(La Puerta de Damasco) A poco que observemos la realidad, se impone la certeza de que también la muerte, y no solo la vida, se ha secularizado. Hace no mucho, casi nadie, por no decir nadie, tenía un funeral laico. Hoy, cada vez más, lo extraño está siendo que alguien tenga unas exequias religiosas.
El proceso de secularización, de separación y distanciamiento entre lo profano y lo religioso, entre lo mundano y lo divino, combina la crisis de la práctica religiosa y la emergencia de una ritualidad difusa, no específicamente religiosa y, por supuesto, en absoluto específicamente cristiana y católica.
La secularización, dicen los grandes teóricos que han analizado este fenómeno, no lleva consigo la desaparición de lo sacro o de lo religioso. No desaparece, quizá, pero pasa a ser ya no una dimensión esencial de la vida, sino un componente opcional de la existencia.

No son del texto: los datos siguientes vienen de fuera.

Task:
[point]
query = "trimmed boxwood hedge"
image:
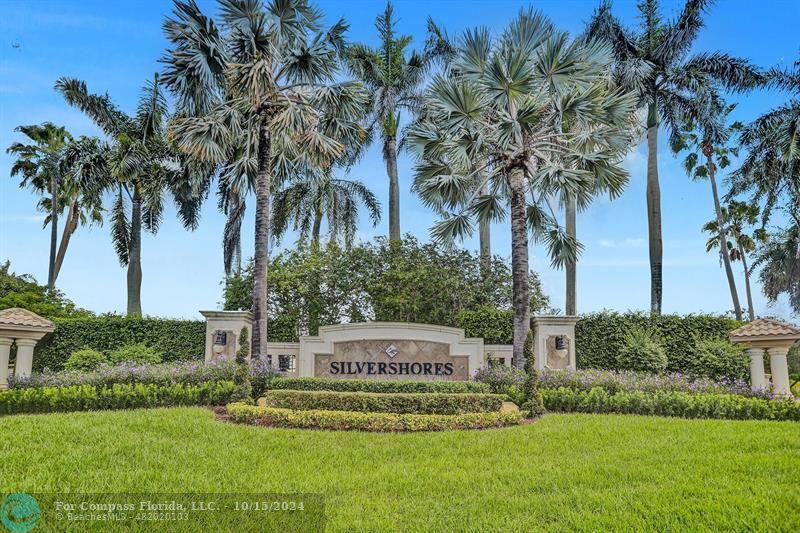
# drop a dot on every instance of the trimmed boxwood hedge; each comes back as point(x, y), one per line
point(669, 403)
point(349, 420)
point(368, 385)
point(177, 340)
point(599, 336)
point(420, 403)
point(121, 396)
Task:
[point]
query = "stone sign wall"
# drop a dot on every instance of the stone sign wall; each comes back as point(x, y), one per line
point(391, 359)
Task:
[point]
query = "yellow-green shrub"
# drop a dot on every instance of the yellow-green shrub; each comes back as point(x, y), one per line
point(349, 420)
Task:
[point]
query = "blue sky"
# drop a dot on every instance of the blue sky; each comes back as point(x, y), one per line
point(114, 47)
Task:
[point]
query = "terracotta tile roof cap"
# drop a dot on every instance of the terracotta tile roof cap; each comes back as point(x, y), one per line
point(17, 317)
point(765, 327)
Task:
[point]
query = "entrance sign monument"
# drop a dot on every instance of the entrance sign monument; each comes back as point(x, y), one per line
point(392, 350)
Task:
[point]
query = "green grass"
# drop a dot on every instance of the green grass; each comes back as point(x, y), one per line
point(564, 473)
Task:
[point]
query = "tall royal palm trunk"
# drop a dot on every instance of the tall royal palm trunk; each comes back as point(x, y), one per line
point(316, 228)
point(571, 216)
point(519, 265)
point(654, 212)
point(51, 270)
point(261, 257)
point(70, 226)
point(485, 240)
point(135, 255)
point(723, 240)
point(750, 312)
point(390, 157)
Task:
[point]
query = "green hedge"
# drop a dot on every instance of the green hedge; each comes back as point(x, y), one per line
point(599, 336)
point(175, 339)
point(419, 403)
point(368, 385)
point(669, 403)
point(495, 326)
point(122, 396)
point(348, 420)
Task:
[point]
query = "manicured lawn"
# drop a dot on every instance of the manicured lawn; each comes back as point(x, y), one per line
point(565, 472)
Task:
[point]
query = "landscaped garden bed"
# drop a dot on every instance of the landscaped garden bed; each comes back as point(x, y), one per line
point(367, 421)
point(412, 403)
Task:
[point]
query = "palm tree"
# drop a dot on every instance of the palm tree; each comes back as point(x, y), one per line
point(780, 266)
point(139, 169)
point(737, 217)
point(39, 166)
point(395, 81)
point(305, 202)
point(58, 165)
point(771, 174)
point(257, 89)
point(535, 115)
point(710, 146)
point(655, 62)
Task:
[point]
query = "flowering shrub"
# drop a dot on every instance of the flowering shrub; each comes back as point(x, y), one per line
point(85, 359)
point(432, 403)
point(619, 381)
point(186, 372)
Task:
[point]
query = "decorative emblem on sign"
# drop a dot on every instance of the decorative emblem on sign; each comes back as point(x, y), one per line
point(391, 351)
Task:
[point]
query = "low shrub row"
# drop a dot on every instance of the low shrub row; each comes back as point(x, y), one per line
point(177, 340)
point(348, 420)
point(669, 403)
point(120, 396)
point(185, 372)
point(600, 336)
point(421, 403)
point(624, 381)
point(366, 385)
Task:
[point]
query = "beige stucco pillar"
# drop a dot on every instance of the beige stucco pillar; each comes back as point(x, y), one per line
point(24, 365)
point(757, 377)
point(5, 352)
point(780, 371)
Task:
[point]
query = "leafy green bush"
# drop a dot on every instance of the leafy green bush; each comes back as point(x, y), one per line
point(420, 403)
point(368, 385)
point(669, 403)
point(642, 351)
point(347, 420)
point(121, 396)
point(177, 340)
point(135, 353)
point(85, 359)
point(718, 359)
point(598, 336)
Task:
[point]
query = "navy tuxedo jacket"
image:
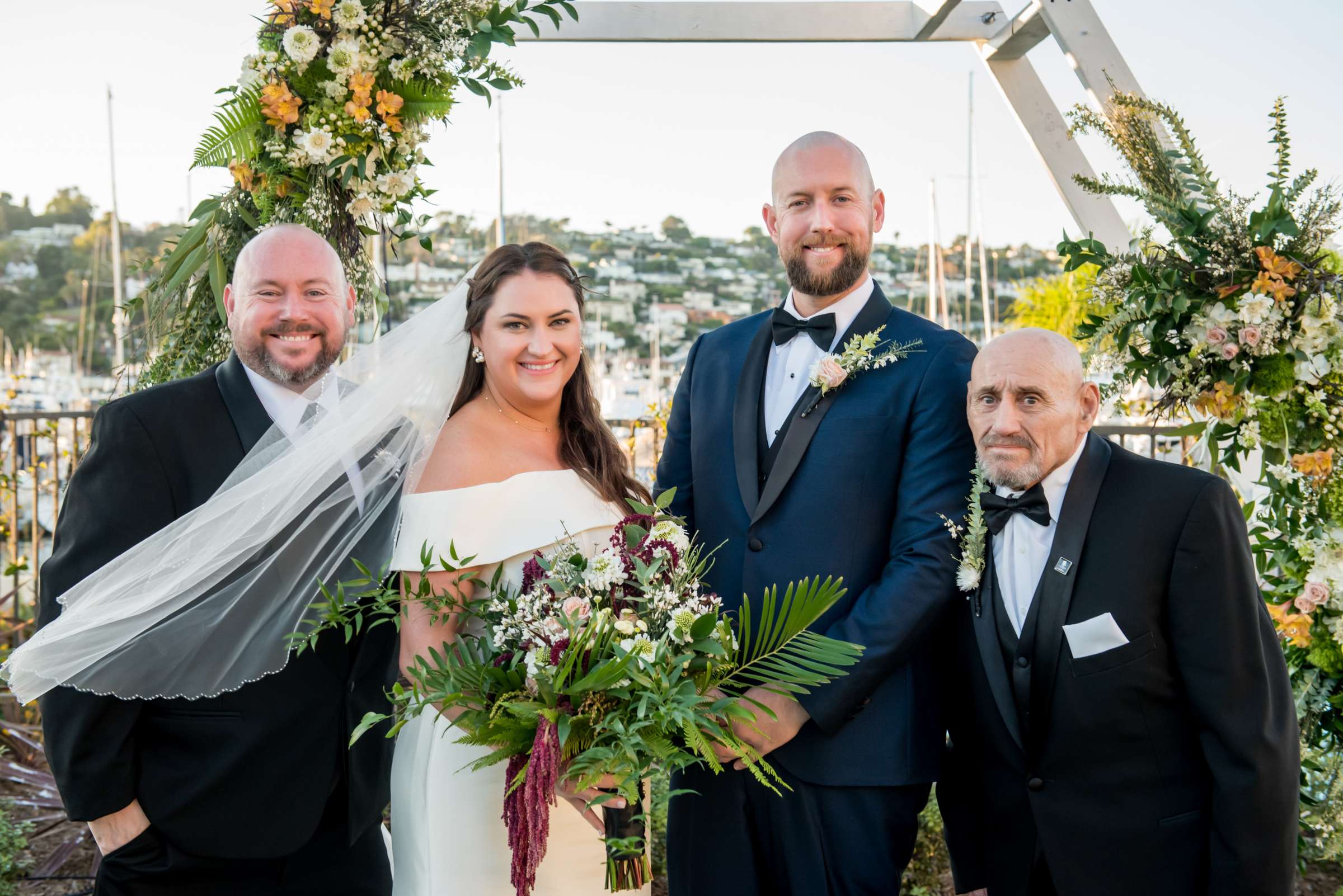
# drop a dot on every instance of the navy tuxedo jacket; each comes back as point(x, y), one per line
point(854, 491)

La religión y la fe dejan de ser “universales antropológicos” - pues ya no todos los hombres serán, en cuanto hombres, religiosos -, sino opciones significativas ofrecidas a la iniciativa individual y colectiva. Es decir, uno puede ser religioso y cabe pensar que una determinada sociedad también lo sea. Pero eso no significa que cada hombre y cada sociedad siempre lo sea.
Más allá de la sociología de la secularización y de los diagnósticos de intelectuales como Charles Taylor o Hans Joas, la misma Iglesia Católica ha advertido sobre el peligro de la “secularización interna” de lo cristiano; sobre la distancia entre lo profano y lo sagrado que brota en la vida de la Iglesia. Incluida la secularización sobre todo lo que atañe a la muerte.
Cito un texto de la Instrucción Pastoral de la Conferencia Episcopal Española “Teología y secularización en España”, de 2006. El silencio sobre estas verdades de nuestra fe: la venida del Señor en la gloria al final de los tiempos, la resurrección de la carne, el juicio particular y final, el Purgatorio, la posibilidad de condenación eterna (Infierno) o de bienaventuranza eterna (Cielo) “en el ámbito de la predicación y de la catequesis, es causa de desorientación entre el pueblo fiel que experimenta, en su propia existencia, las consecuencias de la ruptura entre lo que cree y lo que celebra”.
En la vida humana, y en la vida cristiana, lo conveniente no es la ruptura, sino la unidad, la coherencia. La secularización de la muerte puede llevar, tal vez, a la banalización de la muerte. Algo a lo que se resiste el espíritu cristiano, tal como no dejó de señalar el Concilio Vaticano II: “Ante la muerte, el enigma de la condición humana alcanza su culmen. El hombre no solo es atormentado por el dolor y la progresiva disolución del cuerpo, sino también, y aun más, por el temor de la extinción perpetua”.
Frente a la secularización, y a la posible banalización, no existe otra respuesta católica distinta de tomar las cosas en serio. Tanto la vida como la muerte. Y, con la muerte, la práctica de la oración por los difuntos, fundada en la enseñanza de la Iglesia, en la Sagrada Escritura y en la misma tradición creyente: “No dudemos, pues, en socorrer a los que han partido y en ofrecer nuestras plegarias por ellos”, escribía san Juan Crisóstomo.